Ahok datang ke Kantor BPK, Jl Jenderal Gatot Subroto, Jakarta Pusat, Senin (23/11/2015). Dia menginjakkan kaki di lobi BPK tepat pukul 09.00 WIB.
Ahok menuju tempat ini setelah menyeberangi jembatan penyeberangan orang yang menghubungkan Jalan Jenderal Gatot Subroto depan Gedung Kompleks Parlemen dengan Jalan Jenderal Gatot Subroto tempat Kantor BPK beralamat.
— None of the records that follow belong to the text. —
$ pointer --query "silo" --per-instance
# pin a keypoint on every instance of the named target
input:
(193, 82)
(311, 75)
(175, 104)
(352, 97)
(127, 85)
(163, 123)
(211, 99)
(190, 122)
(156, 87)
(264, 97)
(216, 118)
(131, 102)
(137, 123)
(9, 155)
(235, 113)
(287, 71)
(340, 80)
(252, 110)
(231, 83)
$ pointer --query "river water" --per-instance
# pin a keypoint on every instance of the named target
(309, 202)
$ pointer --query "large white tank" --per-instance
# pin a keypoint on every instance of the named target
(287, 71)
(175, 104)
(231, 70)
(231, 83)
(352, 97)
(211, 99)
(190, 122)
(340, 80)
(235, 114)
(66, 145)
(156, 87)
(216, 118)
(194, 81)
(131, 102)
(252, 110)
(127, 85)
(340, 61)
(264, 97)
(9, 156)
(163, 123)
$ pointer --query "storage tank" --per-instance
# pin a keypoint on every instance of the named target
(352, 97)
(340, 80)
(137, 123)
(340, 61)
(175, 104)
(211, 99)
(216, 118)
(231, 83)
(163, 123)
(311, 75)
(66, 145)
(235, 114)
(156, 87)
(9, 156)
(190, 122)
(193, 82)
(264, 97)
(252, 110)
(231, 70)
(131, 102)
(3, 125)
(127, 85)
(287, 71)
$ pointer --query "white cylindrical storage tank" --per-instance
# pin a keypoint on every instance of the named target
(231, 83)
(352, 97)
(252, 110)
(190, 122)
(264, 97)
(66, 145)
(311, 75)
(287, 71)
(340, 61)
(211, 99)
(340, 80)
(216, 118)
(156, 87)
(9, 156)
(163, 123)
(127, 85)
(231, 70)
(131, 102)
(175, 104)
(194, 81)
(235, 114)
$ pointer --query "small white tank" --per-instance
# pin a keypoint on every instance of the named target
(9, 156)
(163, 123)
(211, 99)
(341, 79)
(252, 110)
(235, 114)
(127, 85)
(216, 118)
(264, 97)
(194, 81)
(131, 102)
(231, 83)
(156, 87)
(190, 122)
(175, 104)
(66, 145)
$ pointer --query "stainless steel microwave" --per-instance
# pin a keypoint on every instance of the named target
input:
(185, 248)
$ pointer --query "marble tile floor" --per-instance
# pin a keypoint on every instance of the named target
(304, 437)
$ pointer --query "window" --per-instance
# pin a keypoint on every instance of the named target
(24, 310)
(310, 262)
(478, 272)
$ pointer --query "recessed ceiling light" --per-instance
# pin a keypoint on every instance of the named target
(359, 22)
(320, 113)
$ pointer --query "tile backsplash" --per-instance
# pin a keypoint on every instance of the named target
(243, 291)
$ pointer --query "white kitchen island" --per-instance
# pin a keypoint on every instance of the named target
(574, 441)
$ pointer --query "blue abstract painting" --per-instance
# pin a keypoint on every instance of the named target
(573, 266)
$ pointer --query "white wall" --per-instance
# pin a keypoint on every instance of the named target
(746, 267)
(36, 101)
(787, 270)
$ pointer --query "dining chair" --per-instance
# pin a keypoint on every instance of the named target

SCROLL TO CONTINUE WITH CONTENT
Ahok didampingi Kepala Badan Pengelolaan Keuangan dan Aset Daerah (BPKAD). Dia ke dalam ke Gedung BPK lewat lift khusus pimpinan. Namun demikian, petugas BPK tak memperbolehkan wartawan mengikuti. Pertemuan di BPK berlangsung tertutup.
Sebagaimana diketahui, Ahok menilai BPK tendensius dalam menangani kasus dugaan korupsi dalam pembelian sebagian lahan RS Sumber Waras. Untuk itu pada Sabtu (21/11), Ahok menyatakan menyiapkan semua data yang dibutuhkan BPK RI untuk dipaparkan pada panggilan hari ini.
Salah satunya berupa dokumentasi video rapat pimpinan (rapim) yang pernah menyinggung permasalahan pembelian sebagian lahan RS Sumber Waras.
"Makanya itu yang saya maksudkan, kenapa seluruh rapat harus diunggah ke YouTube. Ini harus ada proses pembelajaran yang bisa mengetahui kamu melakukan apa atau kenapa kamu putuskan izin peruntukan tanah ini boleh atau tidak," ujar Ahok Sabtu kemarin.